Michael Keegan-Dolan

Supported by the Humanities Institute and Irish Studies

Teaċ Daṁsa was founded by Michael Keegan-Dolan (Micháel MacAodhagáin-Ó Dobhailen) in 2016. Its first production, Swan Lake / Loch na hEala, continued a tradition of ground-breaking productions winning the Irish Times Theatre Award in 2017 for Best New Production and the UK Critics’ Circle National Dance Award for Best Production in 2018. MáM, created in 2019, was the first show entirely conceived, rehearsed, and produced in the West Kerry Gaeltacht. It was nominated for an Olivier Award for Best New Production in 2020 and two UK Critics’ Circle National Dance Awards in 2022. As senior fellow, Keegan-Dolan and members of the company will be in residence to stage MáM, as well as work with faculty through the Humanities Institute and Irish Studies to develop new work.

Michael Keegan-Dolan rose to acclaim as the artistic director of Fabulous Beast Dance Theatre (1997-2015), creating three Olivier Award-nominated productions, including Giselle (2004) which won an Irish Times Theatre Award. His work, The Bull, received a UK Critic’s Circle National Dance Award in 2008 and Rian, created in 2011, won a Bessie Award (New York Dance). He also has extensive experience teaching and has led workshops for different dance and theatre companies around the world.
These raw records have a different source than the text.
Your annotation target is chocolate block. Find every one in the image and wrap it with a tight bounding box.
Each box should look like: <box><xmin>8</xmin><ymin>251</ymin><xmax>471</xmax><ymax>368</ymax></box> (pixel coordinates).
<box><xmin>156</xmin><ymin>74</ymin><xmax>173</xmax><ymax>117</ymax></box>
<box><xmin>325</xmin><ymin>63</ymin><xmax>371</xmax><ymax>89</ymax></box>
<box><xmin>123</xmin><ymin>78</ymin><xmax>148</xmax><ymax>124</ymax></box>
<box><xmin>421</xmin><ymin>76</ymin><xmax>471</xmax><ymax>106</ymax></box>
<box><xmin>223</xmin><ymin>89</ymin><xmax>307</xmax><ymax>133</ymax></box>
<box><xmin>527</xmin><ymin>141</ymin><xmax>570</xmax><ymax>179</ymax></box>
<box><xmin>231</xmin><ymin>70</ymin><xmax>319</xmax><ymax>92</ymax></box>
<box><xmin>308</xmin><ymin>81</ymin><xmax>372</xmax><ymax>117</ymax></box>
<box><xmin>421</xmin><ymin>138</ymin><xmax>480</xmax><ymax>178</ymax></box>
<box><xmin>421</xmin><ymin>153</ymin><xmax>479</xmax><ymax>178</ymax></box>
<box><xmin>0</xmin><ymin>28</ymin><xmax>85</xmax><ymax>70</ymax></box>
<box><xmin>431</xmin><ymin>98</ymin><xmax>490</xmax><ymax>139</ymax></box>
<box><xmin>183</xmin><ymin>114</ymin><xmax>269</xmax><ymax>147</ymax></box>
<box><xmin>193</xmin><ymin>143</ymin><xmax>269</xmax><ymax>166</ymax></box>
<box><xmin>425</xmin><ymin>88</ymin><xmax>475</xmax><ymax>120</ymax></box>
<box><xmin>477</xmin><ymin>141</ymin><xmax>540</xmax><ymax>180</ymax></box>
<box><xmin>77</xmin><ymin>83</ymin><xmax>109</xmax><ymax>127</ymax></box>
KeeganDolan was an associate artist at the Barbican Centre, London and is now an associate at Sadler’s Wells Theatre in London.

Melanie Hoopes

Melanie Hoopes is a writer/director/performer whose credits include Kindness Committee, Six Feet: A Play About What’s Between Us (RiverArts), Murder Birds! (or Suspending Tati Copeland) (Rivertowns LAB), Lethal Lit (IHeartRadio, EEP), One Giant Leap: The Apollo Moon Landing 50 Years On (New York Times), and Bloodline (Netflix). She is the creator of the long-running New York-based episodic stage show, Laurie Stanton’s Sound Diet, a dark, modern twist on Prairie Home Companion. She is a producer and host of Yesteryear: Stories from Home, a podcast about the history of living in a small village on the Hudson River. Her public radio credits include work for WNYC, KCRW and WBUR, including This American Life and Studio 360. Melanie has written and performed four solo shows on subjects ranging from obesity to aging.